Today (Sept. 6), the U.S. Senate Labor, Health and Human Services, and Education Appropriations Subcommittee unanimously approved a bipartisan FY2018 funding bill for the federal Departments of Labor, Health and Human Services, and Education, and related agencies, that is $3 billion above the FY2017 level and $27.5 billion above the President’s budget request.
The Senate subcommittee also rejected President Trump’s proposed cuts to teacher training and afterschool funding (see below). Full Senate committee consideration of the funding measure is scheduled for Thursday. The 2018 federal fiscal year begins on Oct. 1.
Here are capsule descriptions of some of the key funding provisions for K-12 education:
Overall, the Senate bill includes $68.3 billion in discretionary funding for the U.S. Department of Education and the programs it administers, an increase of $29 million above the FY2017 level, including the following amounts for specific programs:
- Title I Grants — $15.5 billion, a $25 million increase. Title I provides basic and flexible funding to low-income school districts, which allows States, local school districts, and schools to decide how to best use limited resources to improve student outcomes.
- Title II, Part A Educator Professional Development (Teacher and Principal Training) Grants — $2.1 billion, which maintains FY 2017 funding levels. (Both the House spending committee and the Trump administration have proposed scrapping the program, so it remains in jeopardy despite the Senate’s support.)
- 21st Century Community Learning Centers — $1.2 billion, maintaining this program, which the Trump administration had proposed to eliminate. (The House also refused to eliminate this program that helps school districts cover the cost of afterschool and summer-learning programs.
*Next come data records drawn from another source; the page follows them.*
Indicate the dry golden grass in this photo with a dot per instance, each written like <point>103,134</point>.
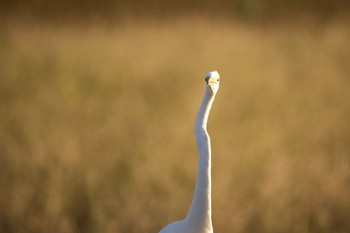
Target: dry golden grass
<point>96,126</point>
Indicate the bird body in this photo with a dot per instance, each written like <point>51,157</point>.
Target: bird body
<point>198,219</point>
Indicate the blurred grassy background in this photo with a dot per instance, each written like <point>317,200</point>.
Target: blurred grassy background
<point>97,115</point>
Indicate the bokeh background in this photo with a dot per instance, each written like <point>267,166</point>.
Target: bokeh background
<point>98,101</point>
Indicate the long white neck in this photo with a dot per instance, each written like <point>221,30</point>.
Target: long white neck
<point>199,214</point>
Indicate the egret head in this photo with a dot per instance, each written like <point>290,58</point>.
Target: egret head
<point>213,80</point>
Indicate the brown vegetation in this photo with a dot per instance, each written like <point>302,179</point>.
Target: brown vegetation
<point>96,126</point>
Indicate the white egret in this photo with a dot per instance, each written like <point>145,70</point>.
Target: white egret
<point>198,219</point>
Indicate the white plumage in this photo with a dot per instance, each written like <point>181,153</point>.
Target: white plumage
<point>198,219</point>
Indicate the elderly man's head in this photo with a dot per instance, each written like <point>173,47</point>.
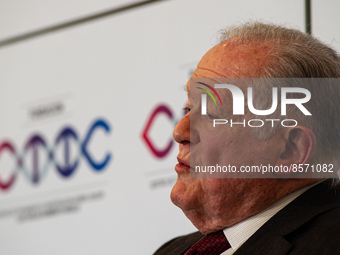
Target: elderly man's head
<point>249,51</point>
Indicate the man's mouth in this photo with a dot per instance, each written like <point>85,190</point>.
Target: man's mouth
<point>182,165</point>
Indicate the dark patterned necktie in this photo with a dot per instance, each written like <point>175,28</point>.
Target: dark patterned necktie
<point>211,244</point>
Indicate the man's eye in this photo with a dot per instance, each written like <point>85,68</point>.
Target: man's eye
<point>186,110</point>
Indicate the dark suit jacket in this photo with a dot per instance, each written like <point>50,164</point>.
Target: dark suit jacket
<point>309,225</point>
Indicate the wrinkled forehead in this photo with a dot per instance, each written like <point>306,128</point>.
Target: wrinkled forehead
<point>231,60</point>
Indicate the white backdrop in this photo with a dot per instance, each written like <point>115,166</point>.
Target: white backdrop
<point>114,71</point>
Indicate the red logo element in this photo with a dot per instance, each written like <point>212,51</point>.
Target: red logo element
<point>161,109</point>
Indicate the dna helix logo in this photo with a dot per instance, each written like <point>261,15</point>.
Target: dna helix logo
<point>66,169</point>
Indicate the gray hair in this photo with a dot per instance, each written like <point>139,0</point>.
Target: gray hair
<point>294,54</point>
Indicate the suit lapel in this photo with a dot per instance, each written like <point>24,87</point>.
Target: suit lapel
<point>270,238</point>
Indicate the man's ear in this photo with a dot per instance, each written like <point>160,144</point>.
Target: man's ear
<point>299,146</point>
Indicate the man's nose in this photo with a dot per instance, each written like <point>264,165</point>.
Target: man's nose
<point>181,132</point>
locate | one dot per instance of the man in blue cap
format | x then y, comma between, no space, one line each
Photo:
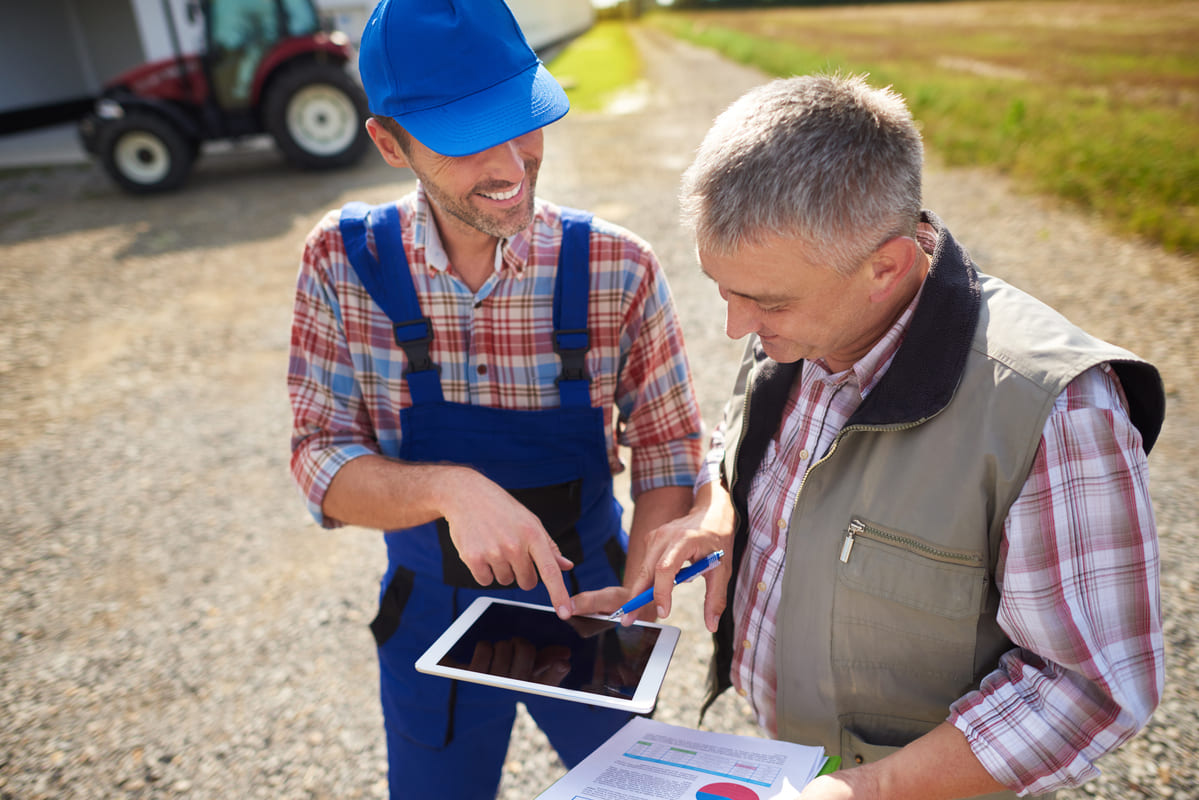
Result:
464,365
Instead, it voted to provide $1 billion for 21st Century, signaling that this program will almost certainly see some funding in the 2018-19 school year.)
- Title IV Student Support and Academic Enrichment Grants — $450 million, a $50 million increase, for this new block grant created under the Every Student Succeeds Act to help support activities to provide students with a well-rounded education, including STEM education; ensure safe and supportive learning environments; and use technology to improve instruction. (This program, which can be used for everything from computer science programs to band instruments and Advanced Placement test fees, is currently receiving $400 million, and would get $500 million under a bill approved by the House appropriations committee earlier this year.)
- IDEA State Grants — $12.8 billon, the same funding level for special education grants for children with disabilities as last year.
- Career and Technical Education Grants — $1.1 billion, the same level as last year. (The Trump administration had proposed a $165 million cut.)
- Impact Aid — $1.3 billion, an $11.5 million increase above FY2017. Impact Aid provides support to local school districts impacted by the presence of non-taxable federally-owned land and activities, such as military bases, and Indian lands.
- Teacher and Leader Incentive Fund — $190 million, a $10 million decrease from FY 2017 for this program which provides grants to help school districts create pay-for-performance programs.
- Charter Schools — $367 million, a $25 million increase above FY2017, to support the start-up, replication, and expansion of high-quality charter schools. (The Trump administration had proposed a $168 million increase.)
- TRIO Programs — $953 million, a $3 million increase over FY2017. TRIO programs provide services to students from disadvantaged backgrounds to help them enter and complete college and postgraduate education program.